Shareholders who wish to vote by post or to be represented must in any case comply with the above registration and confirmation procedure.

IV. RIGHT TO ADD ITEMS TO THE AGENDA AND TO FILE RESOLUTION PROPOSALS – RIGHT TO ASK QUESTIONS

Pursuant to Article 533ter of the Companies Code shareholders who, alone or jointly, hold at least 3% of the share capital of Umicore, are entitled: 1) to add new items to the agenda of the shareholders' meeting, and 2) to file resolution proposals in relation to existing or new agenda items of such meeting.

Furthermore, pursuant to Article 540 of the Companies Code, all shareholders are entitled to put written questions to the directors and the statutory auditor prior to the shareholders' meeting or to orally ask questions at the shareholders' meeting. Questions in writing must be submitted beforehand and will only be answered if the shareholder concerned has complied with the above registration and confirmation procedure.

More information concerning the above rights and their exercise modalities can be found in the "shareholder rights" section of the Umicore website (www.umicore.com/en/corporategovernance/shareholder-rights/).

The proposals to amend the agenda and the proposals for resolutions must reach Umicore at the latest on Monday 6 April 2015 at midnight (Belgian time).
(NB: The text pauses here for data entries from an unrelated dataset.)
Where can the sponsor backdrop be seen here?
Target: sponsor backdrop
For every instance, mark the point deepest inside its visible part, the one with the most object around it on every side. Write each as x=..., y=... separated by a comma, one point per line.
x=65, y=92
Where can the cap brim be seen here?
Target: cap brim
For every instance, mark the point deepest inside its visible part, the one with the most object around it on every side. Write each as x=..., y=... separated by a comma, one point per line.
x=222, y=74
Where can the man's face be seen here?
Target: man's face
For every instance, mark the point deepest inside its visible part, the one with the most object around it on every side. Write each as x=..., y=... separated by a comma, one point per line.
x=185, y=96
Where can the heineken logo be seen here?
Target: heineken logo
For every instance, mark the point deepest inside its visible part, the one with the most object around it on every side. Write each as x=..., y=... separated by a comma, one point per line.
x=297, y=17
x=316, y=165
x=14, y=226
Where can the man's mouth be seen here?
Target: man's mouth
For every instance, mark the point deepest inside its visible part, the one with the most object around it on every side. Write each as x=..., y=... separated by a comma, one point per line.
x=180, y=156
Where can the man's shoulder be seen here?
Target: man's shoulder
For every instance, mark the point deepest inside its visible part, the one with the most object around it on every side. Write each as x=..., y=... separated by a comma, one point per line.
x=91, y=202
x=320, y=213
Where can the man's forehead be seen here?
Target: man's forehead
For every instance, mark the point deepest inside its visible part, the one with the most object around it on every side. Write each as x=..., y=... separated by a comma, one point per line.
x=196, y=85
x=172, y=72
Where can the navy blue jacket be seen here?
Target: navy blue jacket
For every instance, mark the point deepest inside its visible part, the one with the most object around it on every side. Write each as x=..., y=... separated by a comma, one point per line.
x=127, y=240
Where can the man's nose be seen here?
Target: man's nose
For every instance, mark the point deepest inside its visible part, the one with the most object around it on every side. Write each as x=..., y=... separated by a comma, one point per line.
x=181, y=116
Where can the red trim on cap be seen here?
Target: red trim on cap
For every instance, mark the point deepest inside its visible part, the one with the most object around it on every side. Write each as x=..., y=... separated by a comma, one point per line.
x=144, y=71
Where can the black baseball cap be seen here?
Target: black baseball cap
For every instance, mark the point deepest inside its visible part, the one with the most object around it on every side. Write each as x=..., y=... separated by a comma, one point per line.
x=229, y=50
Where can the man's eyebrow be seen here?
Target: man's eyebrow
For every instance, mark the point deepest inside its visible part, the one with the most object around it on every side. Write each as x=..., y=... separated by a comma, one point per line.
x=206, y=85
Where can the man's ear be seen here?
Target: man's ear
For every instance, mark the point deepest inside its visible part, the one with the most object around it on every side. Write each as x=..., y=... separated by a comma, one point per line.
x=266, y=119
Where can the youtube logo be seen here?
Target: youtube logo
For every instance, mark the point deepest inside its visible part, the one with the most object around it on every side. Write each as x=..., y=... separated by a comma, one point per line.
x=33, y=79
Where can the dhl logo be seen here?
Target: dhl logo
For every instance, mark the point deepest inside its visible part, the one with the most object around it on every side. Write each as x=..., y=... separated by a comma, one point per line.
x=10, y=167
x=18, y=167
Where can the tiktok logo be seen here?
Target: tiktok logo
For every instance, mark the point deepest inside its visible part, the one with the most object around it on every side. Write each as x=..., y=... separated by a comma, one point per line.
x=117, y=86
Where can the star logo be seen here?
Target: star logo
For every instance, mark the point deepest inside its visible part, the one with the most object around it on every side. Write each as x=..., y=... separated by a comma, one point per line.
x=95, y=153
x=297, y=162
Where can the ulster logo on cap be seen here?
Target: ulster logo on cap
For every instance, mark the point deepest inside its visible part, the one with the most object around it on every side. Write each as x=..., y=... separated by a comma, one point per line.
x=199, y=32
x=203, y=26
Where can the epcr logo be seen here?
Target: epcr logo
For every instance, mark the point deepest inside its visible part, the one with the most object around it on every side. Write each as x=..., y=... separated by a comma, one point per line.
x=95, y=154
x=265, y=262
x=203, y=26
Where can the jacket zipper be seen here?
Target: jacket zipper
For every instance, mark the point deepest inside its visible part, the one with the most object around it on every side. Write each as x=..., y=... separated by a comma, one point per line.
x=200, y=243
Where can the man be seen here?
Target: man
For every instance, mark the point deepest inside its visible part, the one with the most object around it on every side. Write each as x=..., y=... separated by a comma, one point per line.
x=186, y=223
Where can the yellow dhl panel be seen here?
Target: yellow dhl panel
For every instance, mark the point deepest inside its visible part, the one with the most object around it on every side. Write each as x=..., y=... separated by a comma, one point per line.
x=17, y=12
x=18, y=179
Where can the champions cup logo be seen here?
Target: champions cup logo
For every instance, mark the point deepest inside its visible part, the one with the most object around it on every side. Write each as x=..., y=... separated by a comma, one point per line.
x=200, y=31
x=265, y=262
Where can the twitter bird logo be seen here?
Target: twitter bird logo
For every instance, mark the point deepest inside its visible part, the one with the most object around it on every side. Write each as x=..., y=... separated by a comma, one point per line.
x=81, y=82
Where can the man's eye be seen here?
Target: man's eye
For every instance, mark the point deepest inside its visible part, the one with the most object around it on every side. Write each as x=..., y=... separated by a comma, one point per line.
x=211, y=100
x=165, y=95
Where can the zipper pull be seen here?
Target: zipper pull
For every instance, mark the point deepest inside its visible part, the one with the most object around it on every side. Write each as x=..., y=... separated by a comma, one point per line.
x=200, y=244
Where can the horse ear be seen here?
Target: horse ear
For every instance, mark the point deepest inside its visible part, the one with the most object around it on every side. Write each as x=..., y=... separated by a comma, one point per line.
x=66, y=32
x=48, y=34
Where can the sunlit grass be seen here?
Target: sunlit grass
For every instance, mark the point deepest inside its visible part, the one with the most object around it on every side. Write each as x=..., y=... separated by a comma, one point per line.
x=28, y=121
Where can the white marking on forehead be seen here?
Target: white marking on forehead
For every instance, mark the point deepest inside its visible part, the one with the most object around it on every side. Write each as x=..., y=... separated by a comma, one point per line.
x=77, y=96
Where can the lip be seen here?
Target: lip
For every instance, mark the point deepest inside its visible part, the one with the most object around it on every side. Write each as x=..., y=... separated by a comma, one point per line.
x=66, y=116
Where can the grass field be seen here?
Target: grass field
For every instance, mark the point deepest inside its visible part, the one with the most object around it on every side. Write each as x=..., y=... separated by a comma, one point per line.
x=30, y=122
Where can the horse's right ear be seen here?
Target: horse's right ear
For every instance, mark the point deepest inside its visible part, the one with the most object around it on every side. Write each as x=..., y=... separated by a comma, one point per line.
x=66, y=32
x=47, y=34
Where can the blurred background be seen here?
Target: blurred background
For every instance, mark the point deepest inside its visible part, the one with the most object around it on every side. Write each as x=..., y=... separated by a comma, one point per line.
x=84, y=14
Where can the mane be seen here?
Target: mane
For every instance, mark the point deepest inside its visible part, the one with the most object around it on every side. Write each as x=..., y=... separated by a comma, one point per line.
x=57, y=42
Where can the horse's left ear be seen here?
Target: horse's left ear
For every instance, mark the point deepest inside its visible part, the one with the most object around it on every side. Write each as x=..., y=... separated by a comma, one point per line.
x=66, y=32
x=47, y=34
Umicore will publish a revised agenda by Monday 13 April 2015 at the latest if it has validly received within the above-mentioned period one or more requests to add new items or new proposed resolutions to the agenda. The questions in writing addressed to the directors/statutory auditor must reach Umicore at the latest on Wednesday 22 April 2015 at midnight (Belgian time).

V. AVAILABILITY OF DOCUMENTS

All documents relating to the above shareholders' meeting which the law requires to make available to shareholders will be accessible on Umicore's website (www.umicore.com) as from Friday 27 March 2015.

As from the same date, shareholders may inspect such documents on business days and during normal office hours, at the registered office of Umicore, and/or obtain at no cost copies of the same. Requests at no cost for copies may also be addressed in writing or by electronic means.

VI. COMMUNICATIONS TO THE COMPANY

All notifications, confirmations, proposals or requests referred to in the present notice must be addressed to:

UMICORE Attn. Mr Baudouin Caeymaex Broekstraat 31 rue du Marais B-1000 Brussels

Fax: +32 (0)2 227 79 13 E-mail: [email protected]

The board of directors

P.S.

Shareholders can park their cars free of charge in the Q-Park parking Centre (Inno), Dambordstraat 26 rue du Damier, B-1000 Brussels, if their parking lot ticket is stamped at the reception desk of Umicore.